Now that I got the full picture I was able to fix it. You messed up some things. When you call glutMainLoop(); ,your display function is called. There you set all your initial rgb values as TEMPORARY function variables. Then you call your rainbowcolor(r,g,b). Here you enter a while loop which increases g until it is 255 without sending your color value to the gpu or making a single openGL draw call. When your function is finished, you continue in your display function with
glColor3ub(r,g,b);
draw(x1,x2,y1,y2);
glutSwapBuffers();
glFlush();
At this point you actually send the color to your GPU, but here g is already 255. Then you draw your Line. Actually I checked your code and you did not set double buffering. So you don’t need glutSwapBuffers(). Even if you did, glFlush does the same. Since you called glutPostRedisplay in your rainbowcolor function, the main loop from glut knows that it has to call the display function again in the next loop iteration. But now you repeat the same thing as before, since your r,g,b values are temporaries and are set back to the initial values. Anyways, you can achieve what you want by deleting your rainbow function and replacing your display function with the following one:
void display()
{
float x1, x2, y1, y2;
static int r = 255, g = 0, b = 0;
static int incdec = 1;
g += incdec;
if (g == 255)
incdec = -1;
if (g == 0)
incdec = 1;
glLineWidth(5.5);
glColor3ub(r, g, b);
draw(x1, x2, y1, y2);
glFlush();
std::this_thread::sleep_for(5ms);
glutPostRedisplay();
}
What it does is the following:
The variables r,g,b are now static. That means the values stay the same when the function is called a second time. If g was 42 at the end of the first call, then it is 42 when you call the function a second time and so on. Only the first call sets it to 0. Then you add incdec to your g. The incdec variable is just introduced to let g grow until 255 and fall back to 0 afterwards. Now you upload the color, draw your line and tell OpenGL to finish the drawing with glFlush. Then you wait 5ms and call glutPostRedisplay, which lets the main loop call your display function again.
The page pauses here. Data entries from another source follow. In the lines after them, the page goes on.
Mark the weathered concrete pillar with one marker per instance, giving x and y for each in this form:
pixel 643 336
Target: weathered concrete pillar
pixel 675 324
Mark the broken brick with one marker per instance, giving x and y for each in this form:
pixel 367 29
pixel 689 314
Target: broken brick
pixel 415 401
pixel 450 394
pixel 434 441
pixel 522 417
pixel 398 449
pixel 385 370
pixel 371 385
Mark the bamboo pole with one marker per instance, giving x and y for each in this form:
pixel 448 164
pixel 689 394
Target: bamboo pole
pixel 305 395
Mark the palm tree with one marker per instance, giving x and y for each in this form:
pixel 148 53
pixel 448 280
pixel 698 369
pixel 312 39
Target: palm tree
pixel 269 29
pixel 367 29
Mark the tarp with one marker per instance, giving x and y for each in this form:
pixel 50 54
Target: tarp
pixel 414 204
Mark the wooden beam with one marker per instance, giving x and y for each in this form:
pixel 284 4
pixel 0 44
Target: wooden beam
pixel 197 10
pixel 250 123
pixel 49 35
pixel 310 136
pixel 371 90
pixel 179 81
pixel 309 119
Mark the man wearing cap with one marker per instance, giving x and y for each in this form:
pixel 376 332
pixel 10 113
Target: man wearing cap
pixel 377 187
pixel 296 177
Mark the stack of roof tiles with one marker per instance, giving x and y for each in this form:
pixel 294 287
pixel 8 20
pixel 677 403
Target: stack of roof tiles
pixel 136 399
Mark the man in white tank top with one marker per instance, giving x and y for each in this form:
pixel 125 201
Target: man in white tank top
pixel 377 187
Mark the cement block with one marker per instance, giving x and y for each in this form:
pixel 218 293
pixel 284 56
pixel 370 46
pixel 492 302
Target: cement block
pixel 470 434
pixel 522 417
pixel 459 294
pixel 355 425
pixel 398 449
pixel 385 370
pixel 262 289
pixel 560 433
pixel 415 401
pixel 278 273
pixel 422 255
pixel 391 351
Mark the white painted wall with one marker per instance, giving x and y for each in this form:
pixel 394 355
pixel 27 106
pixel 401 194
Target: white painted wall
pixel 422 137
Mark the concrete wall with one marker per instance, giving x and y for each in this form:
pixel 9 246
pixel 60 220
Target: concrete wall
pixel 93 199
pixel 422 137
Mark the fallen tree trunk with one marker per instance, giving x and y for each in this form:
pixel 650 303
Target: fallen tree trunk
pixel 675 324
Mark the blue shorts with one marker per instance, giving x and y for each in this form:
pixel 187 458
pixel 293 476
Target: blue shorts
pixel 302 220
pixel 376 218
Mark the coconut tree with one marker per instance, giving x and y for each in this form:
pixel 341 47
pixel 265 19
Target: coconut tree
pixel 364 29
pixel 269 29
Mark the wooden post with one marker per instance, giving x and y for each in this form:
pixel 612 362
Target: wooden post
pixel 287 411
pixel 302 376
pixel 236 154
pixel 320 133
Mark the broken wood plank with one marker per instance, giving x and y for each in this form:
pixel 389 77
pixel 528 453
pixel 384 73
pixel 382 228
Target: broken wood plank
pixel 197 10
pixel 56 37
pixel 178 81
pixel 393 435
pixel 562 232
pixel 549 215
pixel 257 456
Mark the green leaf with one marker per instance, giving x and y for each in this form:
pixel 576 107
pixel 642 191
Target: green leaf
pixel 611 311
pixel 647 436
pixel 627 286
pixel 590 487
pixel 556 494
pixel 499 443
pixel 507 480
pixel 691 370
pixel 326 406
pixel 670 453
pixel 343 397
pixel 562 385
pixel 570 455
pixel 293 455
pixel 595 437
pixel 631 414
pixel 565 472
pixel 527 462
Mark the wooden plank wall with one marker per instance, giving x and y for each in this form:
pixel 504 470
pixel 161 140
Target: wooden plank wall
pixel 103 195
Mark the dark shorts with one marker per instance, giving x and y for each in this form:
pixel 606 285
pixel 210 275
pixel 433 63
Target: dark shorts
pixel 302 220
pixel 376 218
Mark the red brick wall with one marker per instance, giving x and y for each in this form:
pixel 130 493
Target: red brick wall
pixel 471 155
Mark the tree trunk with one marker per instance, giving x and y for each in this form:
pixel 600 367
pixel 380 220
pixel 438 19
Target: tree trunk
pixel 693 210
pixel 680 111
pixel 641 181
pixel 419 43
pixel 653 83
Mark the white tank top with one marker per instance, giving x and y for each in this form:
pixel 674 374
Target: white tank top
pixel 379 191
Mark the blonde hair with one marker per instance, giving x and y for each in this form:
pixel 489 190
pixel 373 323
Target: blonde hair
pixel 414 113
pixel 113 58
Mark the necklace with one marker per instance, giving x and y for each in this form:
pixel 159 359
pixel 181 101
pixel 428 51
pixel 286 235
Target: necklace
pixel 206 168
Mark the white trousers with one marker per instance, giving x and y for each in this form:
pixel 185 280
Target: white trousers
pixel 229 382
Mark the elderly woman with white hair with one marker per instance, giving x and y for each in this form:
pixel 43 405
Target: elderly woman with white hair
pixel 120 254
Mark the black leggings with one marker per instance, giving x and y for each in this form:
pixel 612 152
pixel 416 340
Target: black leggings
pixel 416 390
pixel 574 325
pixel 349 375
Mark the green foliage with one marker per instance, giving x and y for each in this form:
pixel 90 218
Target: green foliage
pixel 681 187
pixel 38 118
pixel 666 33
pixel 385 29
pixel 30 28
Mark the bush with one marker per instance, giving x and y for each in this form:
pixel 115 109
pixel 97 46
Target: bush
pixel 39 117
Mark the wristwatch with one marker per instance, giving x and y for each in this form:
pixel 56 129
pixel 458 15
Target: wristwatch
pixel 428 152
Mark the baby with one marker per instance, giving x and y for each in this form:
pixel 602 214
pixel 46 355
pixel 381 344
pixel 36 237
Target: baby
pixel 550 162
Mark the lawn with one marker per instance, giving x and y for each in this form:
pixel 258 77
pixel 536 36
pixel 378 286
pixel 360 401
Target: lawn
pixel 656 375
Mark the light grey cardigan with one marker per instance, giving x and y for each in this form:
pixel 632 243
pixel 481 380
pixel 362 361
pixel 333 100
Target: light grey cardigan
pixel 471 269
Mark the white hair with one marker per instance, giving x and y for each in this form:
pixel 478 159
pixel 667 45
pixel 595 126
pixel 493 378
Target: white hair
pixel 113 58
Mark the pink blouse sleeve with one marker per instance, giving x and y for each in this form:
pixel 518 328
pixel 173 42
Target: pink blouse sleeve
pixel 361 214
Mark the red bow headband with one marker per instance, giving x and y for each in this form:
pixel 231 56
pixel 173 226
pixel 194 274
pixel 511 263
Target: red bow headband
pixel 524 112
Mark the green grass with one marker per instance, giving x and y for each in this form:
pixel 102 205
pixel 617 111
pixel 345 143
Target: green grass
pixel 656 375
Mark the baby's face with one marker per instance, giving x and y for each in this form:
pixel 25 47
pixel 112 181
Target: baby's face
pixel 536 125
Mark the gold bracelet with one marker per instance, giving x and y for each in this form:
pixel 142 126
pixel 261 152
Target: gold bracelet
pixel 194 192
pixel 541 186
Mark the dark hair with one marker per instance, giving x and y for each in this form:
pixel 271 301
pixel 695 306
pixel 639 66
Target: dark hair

Since g is static, it has now a value of 1. You increase it to 2 and draw all your stuff again… and again.
EDIT: After re-reading some stuff, forget the thing I said about the side effects of glutPostRedisplay. It just tells gluts main loop, that the display needs to be updated during the next loop iteration, which means calling the display function. But that happens when your current display function call is finished. I have deleted the wrong statements to avoid confusing others who might read this.